4. The biaxial antenna of claim 3, wherein the second rotation
shaft has a screw thread formed on an outer circumference surface
thereof, and the first rotation plate includes a hole having a
screw thread formed on an inner circumference surface thereof and
coupled to the second rotation shaft to be moved to the upper side
or the lower side along the second rotation shaft by the rotation
of the second rotation shaft.
5. The biaxial antenna of claim 1, wherein the antenna part
includes: an antenna; and a connection part connecting the antenna
and the rotation part to each other.
6. The biaxial antenna of claim 5, wherein the connection part
includes: a hinge member hinge coupling the antenna and the
rotation part to each other; and a power transfer member connecting
the antenna and the first rotation plate to each other to allow the
antenna to be rotated in a predetermined angle range through the
hinge member with the hinge coupled portion between the antenna and
the rotation part as a shaft according to a vertical movement of
the first rotation plate.
7. The biaxial antenna of claim 6, wherein the power transfer
member includes a guide part extending in one side, and the first
rotation plate includes a sliding member inserted into the guide
part such that the sliding member is moved along the guide part
when the first rotation plate is moved to the upper side or the
lower side.
8. The biaxial antenna of claim 1, wherein the rotation part
further includes a pulley and a belt connecting the pulley and the
motor to transfer rotation force of the motor to the rotation
part.
9. The biaxial antenna of claim 1, wherein the motor is installed
on the rotation part.
10. The biaxial antenna of claim 1, wherein the number of
revolutions of the rotation part to one side or the other side is
limited.
Description
TECHNICAL FIELD
[0001] The following disclosure relates to a biaxial antenna using
a single motor capable of simplifying an apparatus and saving
manufacturing cost by controlling elevation and azimuth with the
single motor.
BACKGROUND ART
[0002] An antenna for satellite communication adjusts two shafts,
that is, elevation and azimuth thereof so as to face a satellite.
The elevation refers to an angle in a direction perpendicular to
the ground and azimuth refers to an angle of a horizontal direction
based on an axis perpendicular to the ground.
[0003] The applicant has conventionally filed and registered a
technique for adjusting elevation and azimuth of an antenna by
controlling two shafts (Korean Patent Publication No. 10-0553564
entitled: "An Improved Satellite Antenna System for Removal
Embarkation, and Its Method", published on Feb. 22, 2006
(hereinafter, referred to as Related Art 1)).
[0004] The antenna controlling the two shafts like Related Art 1
uses a method in which separate belts and motors are connected to
each of the shafts to separately control each of the shafts.
According to the method described above, since two motors should be
used and a controller such as a micro controller unit (MCU) for
controlling each of the motors should be added as much as the same
number as the motors, there was a problem in that the apparatus
becomes complicated and a manufacturing cost thereof rises.
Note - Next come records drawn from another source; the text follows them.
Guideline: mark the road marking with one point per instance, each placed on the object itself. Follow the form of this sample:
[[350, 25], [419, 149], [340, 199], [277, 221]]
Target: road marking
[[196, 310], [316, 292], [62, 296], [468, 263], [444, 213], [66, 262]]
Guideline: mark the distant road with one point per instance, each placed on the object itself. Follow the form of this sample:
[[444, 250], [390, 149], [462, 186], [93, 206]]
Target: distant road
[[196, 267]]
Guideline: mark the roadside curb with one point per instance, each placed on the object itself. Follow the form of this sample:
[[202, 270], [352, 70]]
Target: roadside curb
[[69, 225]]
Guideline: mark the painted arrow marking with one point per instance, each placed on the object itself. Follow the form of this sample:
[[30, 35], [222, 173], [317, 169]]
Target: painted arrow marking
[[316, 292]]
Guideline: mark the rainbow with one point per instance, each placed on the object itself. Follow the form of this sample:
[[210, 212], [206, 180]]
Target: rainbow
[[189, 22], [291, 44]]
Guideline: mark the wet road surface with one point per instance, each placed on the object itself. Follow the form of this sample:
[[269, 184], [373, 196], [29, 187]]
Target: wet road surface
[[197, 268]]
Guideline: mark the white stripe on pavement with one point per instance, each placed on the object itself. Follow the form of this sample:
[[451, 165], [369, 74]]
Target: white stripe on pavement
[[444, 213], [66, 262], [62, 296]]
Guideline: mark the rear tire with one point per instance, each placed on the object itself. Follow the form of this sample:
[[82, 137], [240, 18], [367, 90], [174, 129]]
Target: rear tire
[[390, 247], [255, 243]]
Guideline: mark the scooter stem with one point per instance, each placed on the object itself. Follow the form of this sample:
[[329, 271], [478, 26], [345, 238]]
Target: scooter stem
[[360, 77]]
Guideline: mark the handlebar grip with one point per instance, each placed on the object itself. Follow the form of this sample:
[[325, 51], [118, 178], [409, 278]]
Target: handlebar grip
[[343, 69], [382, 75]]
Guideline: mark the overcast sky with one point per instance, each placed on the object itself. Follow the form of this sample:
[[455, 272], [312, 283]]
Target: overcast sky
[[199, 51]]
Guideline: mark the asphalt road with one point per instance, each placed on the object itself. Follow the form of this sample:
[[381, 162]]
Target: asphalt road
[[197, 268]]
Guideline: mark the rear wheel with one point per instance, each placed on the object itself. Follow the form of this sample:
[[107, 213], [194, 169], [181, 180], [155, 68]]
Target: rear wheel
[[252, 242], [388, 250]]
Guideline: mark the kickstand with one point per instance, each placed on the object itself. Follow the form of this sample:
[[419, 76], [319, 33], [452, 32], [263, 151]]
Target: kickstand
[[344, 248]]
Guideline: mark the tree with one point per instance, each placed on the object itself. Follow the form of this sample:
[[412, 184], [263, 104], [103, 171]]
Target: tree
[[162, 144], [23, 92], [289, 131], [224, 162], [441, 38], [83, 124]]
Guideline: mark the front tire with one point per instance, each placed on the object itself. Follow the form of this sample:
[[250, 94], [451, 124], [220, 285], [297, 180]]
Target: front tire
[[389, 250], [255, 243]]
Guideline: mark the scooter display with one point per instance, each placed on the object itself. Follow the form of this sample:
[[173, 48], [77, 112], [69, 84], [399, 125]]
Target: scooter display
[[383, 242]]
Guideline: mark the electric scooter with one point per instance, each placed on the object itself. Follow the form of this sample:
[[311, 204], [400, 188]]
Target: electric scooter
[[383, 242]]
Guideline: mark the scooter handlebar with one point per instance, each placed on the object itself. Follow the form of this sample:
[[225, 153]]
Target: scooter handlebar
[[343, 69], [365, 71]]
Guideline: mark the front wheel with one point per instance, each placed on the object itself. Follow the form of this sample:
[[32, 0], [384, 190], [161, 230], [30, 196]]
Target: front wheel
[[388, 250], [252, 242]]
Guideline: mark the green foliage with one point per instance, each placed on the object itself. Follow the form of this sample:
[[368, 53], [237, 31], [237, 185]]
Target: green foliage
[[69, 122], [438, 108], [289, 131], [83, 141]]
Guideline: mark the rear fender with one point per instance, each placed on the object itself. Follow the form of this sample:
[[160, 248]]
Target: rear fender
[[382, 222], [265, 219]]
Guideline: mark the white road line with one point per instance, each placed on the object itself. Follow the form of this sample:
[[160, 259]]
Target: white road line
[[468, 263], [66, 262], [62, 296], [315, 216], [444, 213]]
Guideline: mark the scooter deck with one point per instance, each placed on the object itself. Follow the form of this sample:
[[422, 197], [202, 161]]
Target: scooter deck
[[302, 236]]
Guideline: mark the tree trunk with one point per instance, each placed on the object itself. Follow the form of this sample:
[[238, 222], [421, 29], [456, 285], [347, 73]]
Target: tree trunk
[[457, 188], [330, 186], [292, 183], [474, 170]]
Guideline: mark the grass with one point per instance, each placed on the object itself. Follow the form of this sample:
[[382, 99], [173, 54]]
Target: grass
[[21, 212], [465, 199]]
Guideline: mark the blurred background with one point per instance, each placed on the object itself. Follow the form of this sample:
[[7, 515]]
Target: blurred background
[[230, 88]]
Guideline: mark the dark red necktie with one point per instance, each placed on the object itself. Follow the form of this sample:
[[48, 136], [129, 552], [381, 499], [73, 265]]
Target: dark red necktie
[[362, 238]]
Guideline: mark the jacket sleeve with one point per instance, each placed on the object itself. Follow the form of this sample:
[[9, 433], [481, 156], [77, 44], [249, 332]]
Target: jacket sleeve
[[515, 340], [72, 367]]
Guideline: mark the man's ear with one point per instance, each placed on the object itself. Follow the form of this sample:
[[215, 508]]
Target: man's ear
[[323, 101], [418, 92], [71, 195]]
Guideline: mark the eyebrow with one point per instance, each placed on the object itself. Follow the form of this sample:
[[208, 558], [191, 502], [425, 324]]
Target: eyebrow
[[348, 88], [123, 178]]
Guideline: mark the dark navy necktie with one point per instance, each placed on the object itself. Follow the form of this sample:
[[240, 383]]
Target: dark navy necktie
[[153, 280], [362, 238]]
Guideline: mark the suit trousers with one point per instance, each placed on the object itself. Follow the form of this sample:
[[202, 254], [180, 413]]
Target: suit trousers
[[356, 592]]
In
addition, the maintenance cost due to the failure of the product is
also increased.
RELATED ART DOCUMENT
Patent Document
[0005] Korean Patent Publication No. 10-0553564 titled "An Improved
Satellite Antenna System for Removal Embarkation, and Its Method",
published on Feb. 22, 2006
DISCLOSURE
Technical Problem
[0006] An embodiment of the present invention is directed to
providing a biaxial antenna using a single motor capable of
simplifying an apparatus configuring the antenna and saving a
manufacturing cost thereof by simultaneously controlling elevation
and azimuth using the single motor.
Technical Solution
[0007] In one general aspect, a biaxial antenna using a single
motor includes a motor; a rotation part including a first rotation
plate which is moved to an upper side or a lower side according to
rotation of the motor and rotated by the motor; a fixed central
shaft coupled to the rotation part; an antenna part installed on
the rotation part to be rotated in a horizontal direction according
to rotation of the rotation part, and coupled to the rotation part
and the first rotation plate to change an angle thereof in a
vertical direction according to a movement of the first rotation
plate; and a controller controlling the motor to control the degree
of rotation of the antenna part in the horizontal direction and the
vertical direction.
[0008] The fixed central shaft may have a screw thread formed on an
outer circumference surface thereof, and the first rotation plate
may include a hole having a screw thread formed on an inner
circumference surface thereof and coupled to the fixed central
shaft to be moved to an upper side or a lower side along the fixed
central shaft according to the rotation thereof.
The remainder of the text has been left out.